Despite strong empirical performance, limitations of current approaches include computational overhead (e.g., multiple gradient evaluations in S-FGRM), dependence on perfect knowledge (white-box setting), and limited generalization to highly randomized or non-differentiable defenses.

6. Empirical Benchmarks and Comparative Outcomes

Empirical studies across domains consistently validate the potency of recent methods:

Method	White-box Success	Black-box Transfer	Defense Robustness	Computational Notes
FGSM/I-FGSM	$\approx$100%	16–44% (images)	Poor under input defenses	Negligible cost
S-FGRM	$\approx$100%	74–94%	Outperforms input-transf.	%%%%21$\|\delta\|_p \leq \epsilon$22%%%% MI-FGSM
FGNM	$\approx$100%	+9–27% over SOTA	Consistently higher vs. SIM	$<1\%$ cost overhead
CGD	1.2–5.1 pp higher	8.6–13.6 pp higher	Stronger vs Auto-PGD/CW	11–19% runtime gain
DiffAttack	--	--	−20 pp vs. best defense	O(1) memory, tailored
FENCE	99–100% (tabular)	40–100% (tabular)	Needs constraint-aware adv	Fast, modular repair

Experimentally, enhancements that faithfully preserve gradient directionality, adaptively scale update steps, or inject diverse input sampling consistently yield higher transferability and break new or previously robust defenses in both image and structured-data domains (Lin et al., 2021, Han et al., 2023, Chernikova et al., 2019).

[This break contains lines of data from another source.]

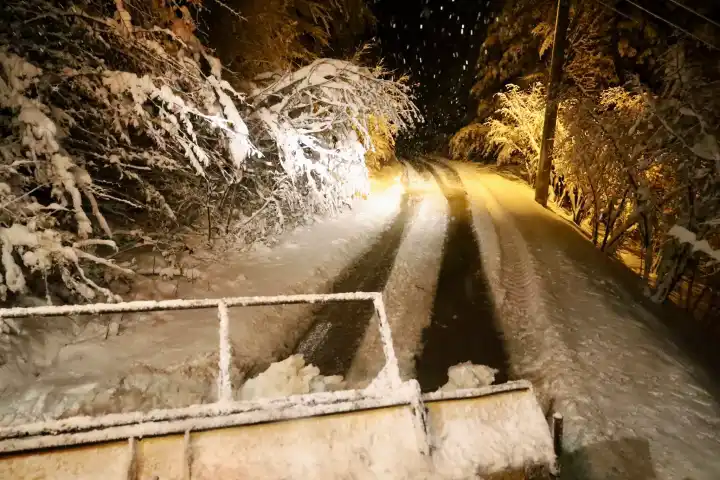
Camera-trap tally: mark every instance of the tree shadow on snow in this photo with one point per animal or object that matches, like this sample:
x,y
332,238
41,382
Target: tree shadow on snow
x,y
622,459
338,328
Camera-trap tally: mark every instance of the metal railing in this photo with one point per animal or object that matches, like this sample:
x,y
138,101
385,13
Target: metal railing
x,y
386,390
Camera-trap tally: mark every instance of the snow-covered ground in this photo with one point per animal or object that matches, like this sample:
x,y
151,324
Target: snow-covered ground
x,y
636,405
169,359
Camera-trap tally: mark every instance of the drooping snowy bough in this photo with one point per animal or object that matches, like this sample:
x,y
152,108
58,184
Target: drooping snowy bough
x,y
117,126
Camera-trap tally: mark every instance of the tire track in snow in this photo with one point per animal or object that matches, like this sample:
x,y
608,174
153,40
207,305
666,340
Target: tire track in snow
x,y
338,328
410,290
463,326
540,353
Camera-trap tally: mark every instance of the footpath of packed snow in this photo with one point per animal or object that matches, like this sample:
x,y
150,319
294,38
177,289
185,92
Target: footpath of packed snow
x,y
169,359
635,405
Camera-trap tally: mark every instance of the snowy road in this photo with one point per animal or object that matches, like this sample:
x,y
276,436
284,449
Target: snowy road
x,y
471,269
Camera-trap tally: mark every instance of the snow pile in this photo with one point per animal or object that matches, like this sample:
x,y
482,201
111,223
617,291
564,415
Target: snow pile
x,y
683,235
468,375
289,377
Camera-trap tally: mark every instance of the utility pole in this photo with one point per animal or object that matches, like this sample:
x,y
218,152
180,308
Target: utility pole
x,y
542,177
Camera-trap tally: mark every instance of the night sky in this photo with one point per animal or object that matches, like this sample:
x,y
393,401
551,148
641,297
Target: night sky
x,y
436,43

7. Open Problems and Future Directions

Research continues to explore several unresolved areas:

• Theoretical guarantees for transferability, convergence, and worst-case robustness across architectures and defenses remain open (Han et al., 2023).
• Generalization beyond $\ell_\infty$ balls and to richer or perceptually-grounded metrics.
• Efficient, gradient-based attacks for non-differentiable or discrete domains, e.g., with proxy, surrogate, or embedding-based relaxations (Meng et al., 9 Jun 2025).
• Adapting attacks to preempt or defeat randomized, highly-nonlinear, or cross-modal defense pipelines.
• Integrating adversarial optimization and defense into end-to-end differentiable training for robust models under operational or regulatory constraints.

As algorithmic and theoretical sophistication increases, so does the complexity and arms race of gradient-based evasion attacks and their countermeasures, reinforcing their centrality in the study of machine learning security (Han et al., 2023, Xiang et al., 2021, Qiu et al., 2020).